Increasingly, Michigan is a place without watchdogs, Phil Power writes this week.
He’s not talking about rabid, drooling dobermans guarding junkyards, though his subjects (newspaper reporters) have been called much worse. He’s talking about the decline of Michigan newspapers, which grew worse this month with the announcement of big cutbacks at the Booth Newspapers in Ann Arbor, Bay City, Flint, Jackson, Grand Rapids, Muskegon, Kalamazoo, and Saginaw.
The main question is, who will tell the people? Who will keep government honest? Who will ask the tough questions.
Steadily, the answer may emerge from new kinds of journalism funded through the help of philanthropy.
Consider, for example, this investigation of the federal air marshall service which dominated the front page of USA Today. The byline comes from ProPublica, a nonprofit investigative journalism organization funded by foundations.
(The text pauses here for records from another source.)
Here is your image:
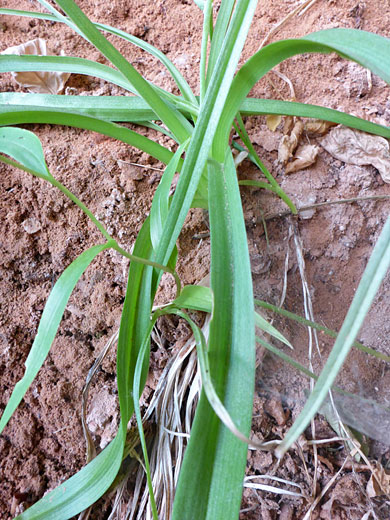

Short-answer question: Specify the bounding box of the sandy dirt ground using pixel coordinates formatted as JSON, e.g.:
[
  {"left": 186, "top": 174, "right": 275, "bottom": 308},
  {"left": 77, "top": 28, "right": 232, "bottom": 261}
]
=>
[{"left": 0, "top": 0, "right": 390, "bottom": 520}]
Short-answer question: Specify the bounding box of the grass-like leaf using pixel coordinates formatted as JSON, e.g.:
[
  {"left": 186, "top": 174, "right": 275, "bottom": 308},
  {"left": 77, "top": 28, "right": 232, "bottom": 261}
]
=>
[
  {"left": 0, "top": 128, "right": 53, "bottom": 181},
  {"left": 276, "top": 218, "right": 390, "bottom": 457},
  {"left": 173, "top": 149, "right": 254, "bottom": 520},
  {"left": 0, "top": 242, "right": 112, "bottom": 432}
]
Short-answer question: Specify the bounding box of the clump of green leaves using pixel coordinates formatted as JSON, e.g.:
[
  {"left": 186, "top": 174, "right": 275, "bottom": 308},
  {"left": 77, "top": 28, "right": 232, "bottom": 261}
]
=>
[{"left": 0, "top": 0, "right": 390, "bottom": 520}]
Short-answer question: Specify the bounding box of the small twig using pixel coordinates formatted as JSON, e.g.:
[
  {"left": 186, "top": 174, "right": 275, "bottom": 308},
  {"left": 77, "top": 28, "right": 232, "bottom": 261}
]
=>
[{"left": 258, "top": 195, "right": 390, "bottom": 220}]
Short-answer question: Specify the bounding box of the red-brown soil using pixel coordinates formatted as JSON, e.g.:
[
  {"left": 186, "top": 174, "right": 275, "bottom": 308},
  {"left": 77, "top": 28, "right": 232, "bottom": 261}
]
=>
[{"left": 0, "top": 0, "right": 390, "bottom": 520}]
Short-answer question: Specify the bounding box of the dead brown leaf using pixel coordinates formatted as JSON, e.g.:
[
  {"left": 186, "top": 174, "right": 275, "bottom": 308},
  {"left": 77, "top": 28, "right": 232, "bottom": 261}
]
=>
[
  {"left": 265, "top": 114, "right": 282, "bottom": 132},
  {"left": 304, "top": 119, "right": 337, "bottom": 137},
  {"left": 366, "top": 462, "right": 390, "bottom": 498},
  {"left": 321, "top": 126, "right": 390, "bottom": 183},
  {"left": 1, "top": 38, "right": 70, "bottom": 94},
  {"left": 286, "top": 144, "right": 319, "bottom": 173},
  {"left": 278, "top": 120, "right": 303, "bottom": 165}
]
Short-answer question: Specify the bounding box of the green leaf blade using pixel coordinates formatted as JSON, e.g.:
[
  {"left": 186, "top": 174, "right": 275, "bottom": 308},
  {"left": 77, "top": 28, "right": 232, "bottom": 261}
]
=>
[
  {"left": 0, "top": 127, "right": 53, "bottom": 181},
  {"left": 276, "top": 217, "right": 390, "bottom": 457},
  {"left": 0, "top": 243, "right": 110, "bottom": 432}
]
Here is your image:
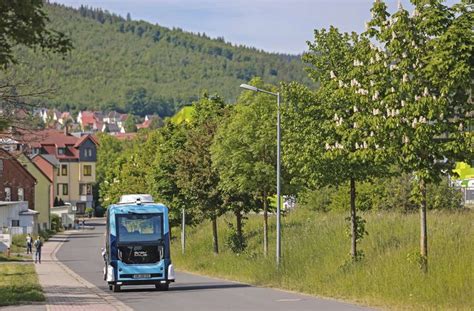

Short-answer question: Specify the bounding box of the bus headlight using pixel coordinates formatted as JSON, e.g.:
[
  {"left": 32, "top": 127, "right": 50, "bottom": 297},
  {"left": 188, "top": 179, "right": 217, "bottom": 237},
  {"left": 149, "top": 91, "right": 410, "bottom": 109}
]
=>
[{"left": 168, "top": 265, "right": 175, "bottom": 281}]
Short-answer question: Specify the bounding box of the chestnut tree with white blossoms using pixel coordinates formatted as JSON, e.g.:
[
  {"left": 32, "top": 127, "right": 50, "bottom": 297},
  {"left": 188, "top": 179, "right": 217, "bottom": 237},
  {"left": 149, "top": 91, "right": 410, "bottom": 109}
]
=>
[{"left": 283, "top": 0, "right": 474, "bottom": 271}]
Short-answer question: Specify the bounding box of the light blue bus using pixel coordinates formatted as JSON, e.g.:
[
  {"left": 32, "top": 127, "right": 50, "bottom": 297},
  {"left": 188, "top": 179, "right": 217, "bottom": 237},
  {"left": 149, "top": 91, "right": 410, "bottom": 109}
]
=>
[{"left": 102, "top": 194, "right": 175, "bottom": 292}]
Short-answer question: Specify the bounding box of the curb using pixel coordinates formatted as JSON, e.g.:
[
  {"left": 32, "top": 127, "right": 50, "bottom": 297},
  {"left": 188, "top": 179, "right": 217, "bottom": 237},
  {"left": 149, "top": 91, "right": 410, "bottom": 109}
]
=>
[{"left": 46, "top": 232, "right": 133, "bottom": 311}]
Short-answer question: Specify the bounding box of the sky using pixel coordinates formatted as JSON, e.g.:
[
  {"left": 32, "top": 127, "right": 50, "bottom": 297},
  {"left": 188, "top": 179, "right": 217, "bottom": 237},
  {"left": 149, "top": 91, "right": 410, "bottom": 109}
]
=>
[{"left": 55, "top": 0, "right": 456, "bottom": 54}]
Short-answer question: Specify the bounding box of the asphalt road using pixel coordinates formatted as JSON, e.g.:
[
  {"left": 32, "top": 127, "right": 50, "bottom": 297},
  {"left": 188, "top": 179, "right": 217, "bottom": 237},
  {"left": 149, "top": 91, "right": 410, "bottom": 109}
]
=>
[{"left": 56, "top": 223, "right": 368, "bottom": 311}]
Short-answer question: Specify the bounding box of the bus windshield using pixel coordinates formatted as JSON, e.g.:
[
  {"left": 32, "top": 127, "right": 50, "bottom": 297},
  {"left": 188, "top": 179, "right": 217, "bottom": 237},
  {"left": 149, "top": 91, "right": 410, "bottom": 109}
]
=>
[{"left": 117, "top": 214, "right": 163, "bottom": 243}]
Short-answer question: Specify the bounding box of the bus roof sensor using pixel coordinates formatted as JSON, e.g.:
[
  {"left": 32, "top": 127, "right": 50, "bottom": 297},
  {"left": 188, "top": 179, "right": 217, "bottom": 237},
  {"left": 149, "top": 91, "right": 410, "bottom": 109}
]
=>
[{"left": 119, "top": 194, "right": 154, "bottom": 204}]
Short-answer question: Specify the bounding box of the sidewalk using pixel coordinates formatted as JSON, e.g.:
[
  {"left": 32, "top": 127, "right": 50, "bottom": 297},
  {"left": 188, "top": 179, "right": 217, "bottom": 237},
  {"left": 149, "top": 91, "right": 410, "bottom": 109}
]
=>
[{"left": 35, "top": 231, "right": 132, "bottom": 311}]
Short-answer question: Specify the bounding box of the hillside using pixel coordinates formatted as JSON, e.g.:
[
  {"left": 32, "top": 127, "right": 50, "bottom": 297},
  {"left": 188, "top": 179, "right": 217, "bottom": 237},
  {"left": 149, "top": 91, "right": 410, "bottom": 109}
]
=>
[{"left": 12, "top": 4, "right": 311, "bottom": 115}]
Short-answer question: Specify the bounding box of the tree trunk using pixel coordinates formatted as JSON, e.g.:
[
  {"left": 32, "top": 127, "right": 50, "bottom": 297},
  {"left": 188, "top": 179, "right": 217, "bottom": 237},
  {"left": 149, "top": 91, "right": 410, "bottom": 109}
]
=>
[
  {"left": 234, "top": 209, "right": 243, "bottom": 242},
  {"left": 350, "top": 178, "right": 357, "bottom": 260},
  {"left": 263, "top": 191, "right": 268, "bottom": 257},
  {"left": 212, "top": 215, "right": 219, "bottom": 254},
  {"left": 419, "top": 179, "right": 428, "bottom": 273}
]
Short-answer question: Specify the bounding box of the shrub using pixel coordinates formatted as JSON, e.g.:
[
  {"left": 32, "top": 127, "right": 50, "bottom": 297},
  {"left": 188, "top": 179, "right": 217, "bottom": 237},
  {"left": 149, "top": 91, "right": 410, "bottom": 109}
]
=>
[{"left": 51, "top": 214, "right": 62, "bottom": 232}]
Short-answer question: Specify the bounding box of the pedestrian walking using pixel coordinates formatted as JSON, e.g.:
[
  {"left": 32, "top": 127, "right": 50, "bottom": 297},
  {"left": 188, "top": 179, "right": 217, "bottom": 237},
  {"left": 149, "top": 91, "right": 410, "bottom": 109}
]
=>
[
  {"left": 34, "top": 236, "right": 43, "bottom": 263},
  {"left": 26, "top": 233, "right": 33, "bottom": 254}
]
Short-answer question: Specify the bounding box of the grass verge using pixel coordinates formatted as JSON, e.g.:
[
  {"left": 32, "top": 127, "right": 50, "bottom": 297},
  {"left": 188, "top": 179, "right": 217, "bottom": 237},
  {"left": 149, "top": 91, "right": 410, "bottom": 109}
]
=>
[
  {"left": 172, "top": 210, "right": 474, "bottom": 310},
  {"left": 0, "top": 263, "right": 45, "bottom": 306}
]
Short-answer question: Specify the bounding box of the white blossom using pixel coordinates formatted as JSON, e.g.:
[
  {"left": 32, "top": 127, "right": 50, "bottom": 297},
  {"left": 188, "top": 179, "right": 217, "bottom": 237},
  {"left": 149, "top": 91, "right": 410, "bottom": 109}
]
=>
[{"left": 372, "top": 91, "right": 379, "bottom": 100}]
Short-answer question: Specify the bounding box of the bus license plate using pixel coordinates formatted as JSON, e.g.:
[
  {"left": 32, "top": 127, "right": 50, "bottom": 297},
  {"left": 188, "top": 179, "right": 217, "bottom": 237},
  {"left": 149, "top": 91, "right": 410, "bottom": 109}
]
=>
[{"left": 133, "top": 274, "right": 151, "bottom": 279}]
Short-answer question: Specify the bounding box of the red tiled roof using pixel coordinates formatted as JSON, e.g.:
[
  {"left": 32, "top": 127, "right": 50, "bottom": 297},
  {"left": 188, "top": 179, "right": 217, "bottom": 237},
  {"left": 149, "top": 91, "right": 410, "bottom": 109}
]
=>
[
  {"left": 137, "top": 119, "right": 151, "bottom": 129},
  {"left": 22, "top": 130, "right": 97, "bottom": 159},
  {"left": 112, "top": 133, "right": 137, "bottom": 140}
]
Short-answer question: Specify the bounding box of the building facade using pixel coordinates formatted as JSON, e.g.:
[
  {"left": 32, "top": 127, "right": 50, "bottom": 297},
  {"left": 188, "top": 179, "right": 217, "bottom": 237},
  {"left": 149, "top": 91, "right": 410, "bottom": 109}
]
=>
[
  {"left": 24, "top": 130, "right": 98, "bottom": 213},
  {"left": 18, "top": 153, "right": 53, "bottom": 230},
  {"left": 0, "top": 148, "right": 36, "bottom": 210}
]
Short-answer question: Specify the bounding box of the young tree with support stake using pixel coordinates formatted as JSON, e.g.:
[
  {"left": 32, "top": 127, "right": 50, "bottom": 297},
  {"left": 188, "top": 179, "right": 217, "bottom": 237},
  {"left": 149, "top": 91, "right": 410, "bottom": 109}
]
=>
[
  {"left": 365, "top": 0, "right": 474, "bottom": 272},
  {"left": 175, "top": 94, "right": 226, "bottom": 254},
  {"left": 283, "top": 27, "right": 387, "bottom": 261},
  {"left": 212, "top": 78, "right": 277, "bottom": 256}
]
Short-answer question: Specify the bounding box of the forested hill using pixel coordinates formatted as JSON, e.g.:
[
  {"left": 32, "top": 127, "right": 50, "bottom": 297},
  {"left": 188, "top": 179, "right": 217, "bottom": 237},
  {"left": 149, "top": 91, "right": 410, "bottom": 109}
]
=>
[{"left": 12, "top": 4, "right": 310, "bottom": 115}]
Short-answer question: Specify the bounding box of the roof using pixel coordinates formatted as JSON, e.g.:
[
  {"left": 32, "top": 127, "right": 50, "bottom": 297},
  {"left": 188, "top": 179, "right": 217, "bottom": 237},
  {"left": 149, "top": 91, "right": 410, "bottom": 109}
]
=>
[
  {"left": 20, "top": 153, "right": 53, "bottom": 182},
  {"left": 31, "top": 154, "right": 59, "bottom": 167},
  {"left": 112, "top": 133, "right": 137, "bottom": 140},
  {"left": 104, "top": 123, "right": 120, "bottom": 133},
  {"left": 20, "top": 209, "right": 39, "bottom": 216},
  {"left": 74, "top": 134, "right": 97, "bottom": 148}
]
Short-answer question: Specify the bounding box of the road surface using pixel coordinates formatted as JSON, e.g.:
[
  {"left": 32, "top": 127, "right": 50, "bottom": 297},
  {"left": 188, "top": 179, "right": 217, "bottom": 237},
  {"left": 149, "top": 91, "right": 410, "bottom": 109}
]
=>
[{"left": 56, "top": 222, "right": 368, "bottom": 311}]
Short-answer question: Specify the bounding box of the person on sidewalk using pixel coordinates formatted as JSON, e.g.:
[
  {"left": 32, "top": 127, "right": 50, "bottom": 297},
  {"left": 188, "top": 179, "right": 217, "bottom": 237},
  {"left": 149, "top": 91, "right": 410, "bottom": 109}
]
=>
[
  {"left": 34, "top": 236, "right": 43, "bottom": 263},
  {"left": 26, "top": 233, "right": 33, "bottom": 254}
]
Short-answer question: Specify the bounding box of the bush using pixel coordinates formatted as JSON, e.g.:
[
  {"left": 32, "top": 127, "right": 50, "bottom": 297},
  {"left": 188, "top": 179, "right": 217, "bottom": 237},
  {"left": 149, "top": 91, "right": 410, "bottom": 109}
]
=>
[
  {"left": 94, "top": 206, "right": 106, "bottom": 217},
  {"left": 51, "top": 214, "right": 62, "bottom": 232}
]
Consider, too, this recent New York Times story profiling local shoestring journalism operations springing up in places like San Diego, New Haven, Conn., and Chicago.
Or, check out the Ann Arbor Chronicle, a new publication launched by Ann Arbor News refugee Mary Morgan.
We’re also catching wind of neighborhood news bureaus possibly cropping up in other Michigan cities very soon.
Who will tell the People? It might be up to philanthropy and the People themselves.